Figure 6.

PACAP is an autocrine factor. (a) At 24 h, 85% of precursors expressed intense PACAP immunoreactivty localized to the cytoplasm (arrow). Staining was blocked by antibody preincubation with PACAP but not related peptides, secretin and peptide–His–Ileu (not shown). (Arrowhead = negative cell) (5 expts). (b) At 24 h, 64% of cells exhibited immunoreactivity with a PACAP type I receptor antiserum (2 expts). (c and d) Detection of PACAP-responsive precursors by examining P-CREB immunoreactivity in 24 h cultures. Fifteen minutes after PACAP exposure, nuclear P-CREB staining was detected in 62 ± 3% of precursors (d) whereas only 2.3 ± 0.3% of cells exhibited signals in the vehicle-treated control (c) (5 expts). (e) Blockade of endogenous PACAP function increases [³H]dT incorporation.

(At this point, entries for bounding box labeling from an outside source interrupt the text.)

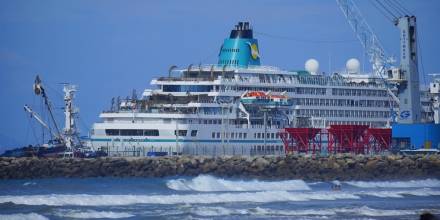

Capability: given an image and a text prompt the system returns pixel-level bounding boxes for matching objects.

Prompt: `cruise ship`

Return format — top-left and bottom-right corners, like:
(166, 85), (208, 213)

(90, 22), (432, 156)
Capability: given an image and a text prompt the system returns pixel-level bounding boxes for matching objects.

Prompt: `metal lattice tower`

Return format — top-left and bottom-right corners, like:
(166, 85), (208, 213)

(336, 0), (394, 78)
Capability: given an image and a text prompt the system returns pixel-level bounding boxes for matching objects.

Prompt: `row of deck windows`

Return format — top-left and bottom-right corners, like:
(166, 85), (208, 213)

(296, 109), (390, 118)
(332, 89), (388, 97)
(211, 132), (247, 139)
(294, 98), (390, 107)
(105, 129), (159, 136)
(105, 129), (197, 137)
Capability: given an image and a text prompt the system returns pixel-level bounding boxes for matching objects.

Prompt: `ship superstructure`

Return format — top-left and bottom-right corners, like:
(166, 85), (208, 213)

(90, 22), (432, 156)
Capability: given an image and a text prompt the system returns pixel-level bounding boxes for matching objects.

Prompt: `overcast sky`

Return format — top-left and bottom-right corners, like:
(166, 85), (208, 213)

(0, 0), (440, 152)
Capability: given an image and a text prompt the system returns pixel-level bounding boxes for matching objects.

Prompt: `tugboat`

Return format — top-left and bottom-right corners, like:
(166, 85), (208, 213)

(1, 75), (107, 157)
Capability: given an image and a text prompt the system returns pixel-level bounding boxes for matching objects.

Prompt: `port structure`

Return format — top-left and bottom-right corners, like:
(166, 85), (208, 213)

(280, 128), (322, 154)
(279, 125), (391, 155)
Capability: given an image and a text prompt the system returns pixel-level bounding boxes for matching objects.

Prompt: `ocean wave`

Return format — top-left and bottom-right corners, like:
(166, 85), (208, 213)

(0, 191), (359, 206)
(344, 179), (440, 188)
(356, 188), (440, 198)
(0, 188), (440, 206)
(23, 182), (37, 186)
(190, 207), (336, 217)
(55, 210), (134, 219)
(0, 213), (49, 220)
(167, 175), (310, 192)
(190, 206), (422, 217)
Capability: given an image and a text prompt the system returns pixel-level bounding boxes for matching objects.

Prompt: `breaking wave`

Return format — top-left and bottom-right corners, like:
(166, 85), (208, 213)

(0, 188), (440, 206)
(0, 213), (49, 220)
(345, 179), (440, 188)
(55, 210), (134, 219)
(0, 191), (359, 206)
(167, 175), (310, 192)
(190, 206), (421, 217)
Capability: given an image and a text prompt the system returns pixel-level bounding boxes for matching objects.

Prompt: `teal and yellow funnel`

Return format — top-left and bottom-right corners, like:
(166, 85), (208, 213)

(218, 22), (260, 67)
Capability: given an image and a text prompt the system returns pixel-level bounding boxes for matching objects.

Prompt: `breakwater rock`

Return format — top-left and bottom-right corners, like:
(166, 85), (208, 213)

(0, 154), (440, 180)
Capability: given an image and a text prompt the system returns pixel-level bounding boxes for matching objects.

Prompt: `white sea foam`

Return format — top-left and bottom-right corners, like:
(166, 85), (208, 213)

(0, 188), (440, 206)
(345, 179), (440, 188)
(356, 188), (440, 198)
(55, 210), (134, 219)
(0, 213), (48, 220)
(0, 191), (359, 206)
(334, 206), (419, 217)
(23, 182), (37, 186)
(167, 175), (310, 192)
(191, 206), (421, 217)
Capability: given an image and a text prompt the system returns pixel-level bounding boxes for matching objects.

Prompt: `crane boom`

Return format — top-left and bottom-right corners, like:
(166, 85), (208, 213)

(24, 105), (61, 140)
(336, 0), (394, 78)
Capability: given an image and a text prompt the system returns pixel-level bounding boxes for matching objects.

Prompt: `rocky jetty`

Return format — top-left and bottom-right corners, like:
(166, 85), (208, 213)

(0, 154), (440, 180)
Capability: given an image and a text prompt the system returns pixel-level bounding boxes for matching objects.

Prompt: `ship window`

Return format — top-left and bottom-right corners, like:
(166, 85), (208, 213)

(120, 129), (143, 136)
(191, 130), (197, 137)
(105, 129), (119, 136)
(174, 130), (188, 137)
(144, 129), (159, 136)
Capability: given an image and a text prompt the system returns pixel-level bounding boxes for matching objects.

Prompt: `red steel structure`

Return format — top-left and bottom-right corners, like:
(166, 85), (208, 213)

(280, 125), (391, 154)
(280, 128), (322, 154)
(367, 128), (391, 153)
(328, 125), (369, 154)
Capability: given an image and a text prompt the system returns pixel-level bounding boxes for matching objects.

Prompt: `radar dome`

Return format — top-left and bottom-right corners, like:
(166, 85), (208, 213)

(305, 59), (319, 75)
(345, 58), (361, 74)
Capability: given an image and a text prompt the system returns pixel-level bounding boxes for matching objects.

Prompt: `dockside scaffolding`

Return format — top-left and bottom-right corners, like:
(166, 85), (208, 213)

(280, 125), (391, 154)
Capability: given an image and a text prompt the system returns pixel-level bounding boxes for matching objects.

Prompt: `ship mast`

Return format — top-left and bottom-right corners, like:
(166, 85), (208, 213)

(63, 84), (78, 149)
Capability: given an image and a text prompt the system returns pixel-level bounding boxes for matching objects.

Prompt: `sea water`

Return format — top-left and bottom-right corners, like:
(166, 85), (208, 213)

(0, 175), (440, 220)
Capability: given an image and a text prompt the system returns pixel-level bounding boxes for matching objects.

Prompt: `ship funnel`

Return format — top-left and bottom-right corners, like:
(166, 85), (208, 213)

(218, 22), (260, 67)
(304, 59), (319, 75)
(345, 58), (361, 74)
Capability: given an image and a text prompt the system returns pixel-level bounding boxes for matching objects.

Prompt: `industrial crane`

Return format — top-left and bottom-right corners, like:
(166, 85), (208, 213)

(336, 0), (421, 124)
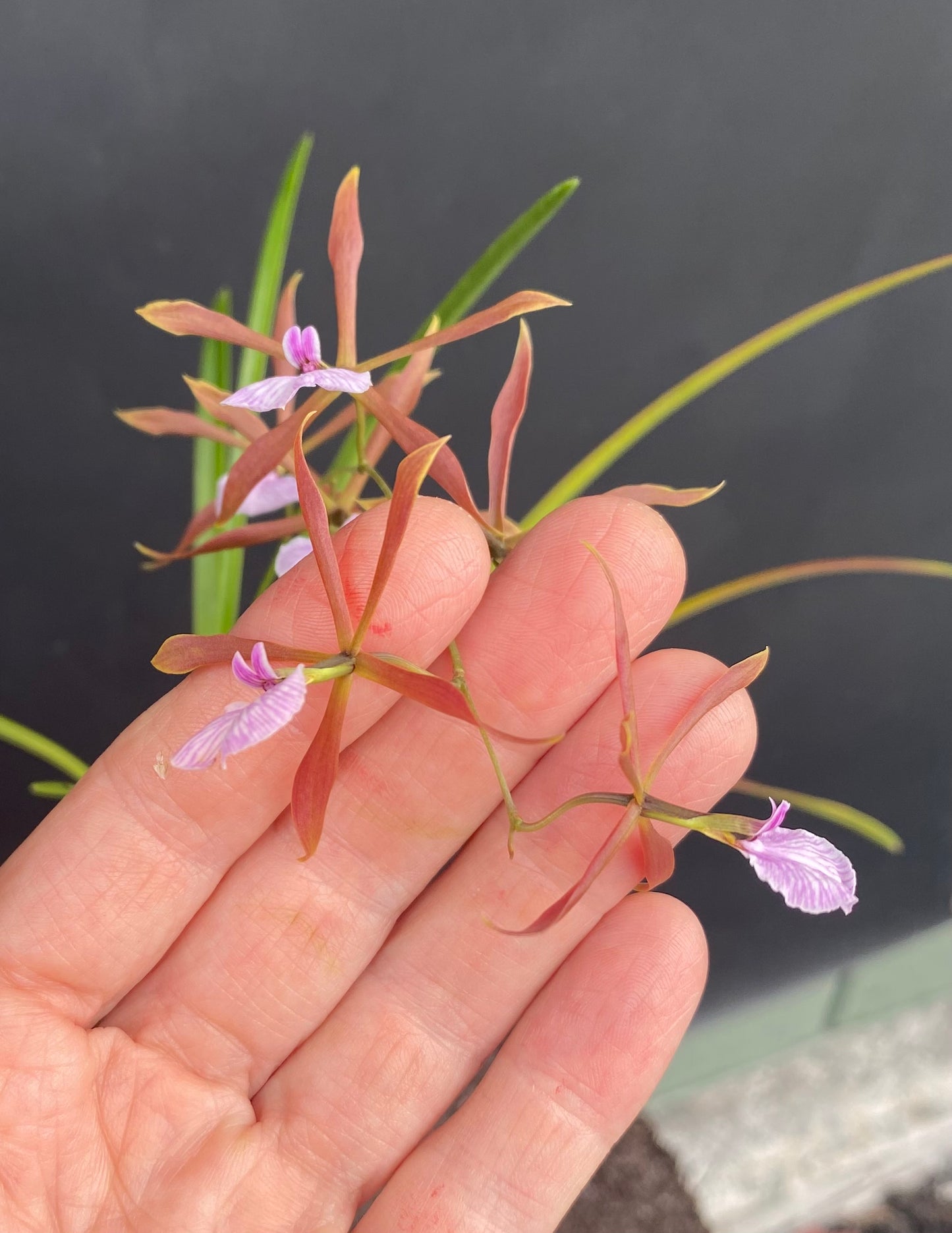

Cells were incubated for 24 h in control medium or in medium containing peptide antagonist PACAP_6–38 (100 nM). Antagonist-induced stimulation was reversed by coincubation with PACAP (3 expts); n = 11; ∗, P < 0.004. (f) PACAP-neutralizing antiserum increased [³H]dT incorporation. Precursors were incubated in control medium containing nonimmune rabbit serum or medium containing PACAP antiserum (1:3000) for 24 h (2 expts); n = 8; ∗, P < 0.016. (g) In serum containing medium, cell growth was observed at 24 h only in the presence of PACAP antagonist (100 nM) but not PACAP peptide (10 nM), suggesting that endogenous PACAP inhibits proliferation. Data are expressed as mean cells per dish ± SEM (2 expts); n = 6; ∗, P < 0.009. (Bar = 50 μm.) Con, control.